Another disturbing figure: Most Americans keep their cell phones for just 18 months. Extending the service life of a phone from one to four years would decrease the environmental impacts by about 40 percent, according to a Swiss study conducted in 2006.
Although part of the responsibility for making cell-phone use greener lies with users (such as keeping them longer and recycling them at the end of the useful lives), there's much the cell phone industry can do to clean up its act. Here's are a few ideas.
1. Use fewer hazardous materials. As I mentioned, cell phone manufacturers are making devices that contain fewer hazardous materials, in compliance with RoHS. But there's more that can be done, such as using additional alternative substances for the casing as well as within the devices.

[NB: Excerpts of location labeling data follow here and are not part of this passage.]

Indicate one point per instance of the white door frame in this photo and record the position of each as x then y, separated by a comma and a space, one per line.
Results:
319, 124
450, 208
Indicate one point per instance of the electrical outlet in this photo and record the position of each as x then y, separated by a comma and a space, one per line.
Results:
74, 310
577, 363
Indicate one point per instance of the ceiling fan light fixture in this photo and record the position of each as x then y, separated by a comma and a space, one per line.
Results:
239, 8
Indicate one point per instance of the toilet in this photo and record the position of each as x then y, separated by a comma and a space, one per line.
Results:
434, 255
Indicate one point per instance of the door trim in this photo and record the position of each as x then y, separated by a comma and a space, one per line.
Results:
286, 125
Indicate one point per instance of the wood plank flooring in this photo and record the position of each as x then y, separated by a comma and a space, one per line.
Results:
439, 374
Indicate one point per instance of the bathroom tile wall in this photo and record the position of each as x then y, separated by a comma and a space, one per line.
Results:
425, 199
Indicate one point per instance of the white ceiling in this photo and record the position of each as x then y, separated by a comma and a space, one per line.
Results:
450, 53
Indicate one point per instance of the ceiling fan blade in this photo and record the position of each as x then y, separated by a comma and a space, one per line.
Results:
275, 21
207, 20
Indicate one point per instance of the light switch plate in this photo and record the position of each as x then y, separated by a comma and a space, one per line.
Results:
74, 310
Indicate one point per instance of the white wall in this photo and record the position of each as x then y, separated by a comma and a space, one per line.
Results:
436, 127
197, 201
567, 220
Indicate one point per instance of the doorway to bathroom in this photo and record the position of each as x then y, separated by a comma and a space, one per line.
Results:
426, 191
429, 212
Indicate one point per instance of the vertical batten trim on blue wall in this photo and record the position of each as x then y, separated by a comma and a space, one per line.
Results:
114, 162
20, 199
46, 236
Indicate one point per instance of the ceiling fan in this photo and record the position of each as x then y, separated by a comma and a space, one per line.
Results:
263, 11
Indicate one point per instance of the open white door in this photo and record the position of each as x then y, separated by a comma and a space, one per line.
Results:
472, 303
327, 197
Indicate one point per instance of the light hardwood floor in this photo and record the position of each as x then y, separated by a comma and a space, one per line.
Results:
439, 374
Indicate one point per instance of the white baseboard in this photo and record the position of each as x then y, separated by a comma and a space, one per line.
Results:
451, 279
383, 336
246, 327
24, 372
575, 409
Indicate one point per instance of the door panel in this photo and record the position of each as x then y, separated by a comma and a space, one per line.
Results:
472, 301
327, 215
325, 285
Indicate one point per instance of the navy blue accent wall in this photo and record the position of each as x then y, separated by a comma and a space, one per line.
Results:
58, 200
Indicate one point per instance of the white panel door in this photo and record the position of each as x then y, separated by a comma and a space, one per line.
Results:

In terms of casing, there's already been progress outside the United States. Samsung, for example, has produced a couple of phones with casings made from bio-plastic, a substance derived from plant life, such as corn, rather than petroleum. One is called the E200 Eco; the other is the W510. Neither of them is available in the United States, however.
Similarly, Nokia revealed the 3110 Evolve, which boasts faceplates made from upward of 50 percent renewable material, earlier this year. It's not available in the United States either.
In a similar vein, the company unveiled last February a concept phone called Remade, which would be built out of "upcycled" materials, such as aluminum cans, plastic drink bottles, and old car tires. The inside would contain printed electronics, which reduce waste and CO2 emissions during manufacturing.
These are the types of concepts other cell phone manufacturers should incorporate into their designs and should make available on a wider scale for the sake of the planet -- and to sate demand for greener goods.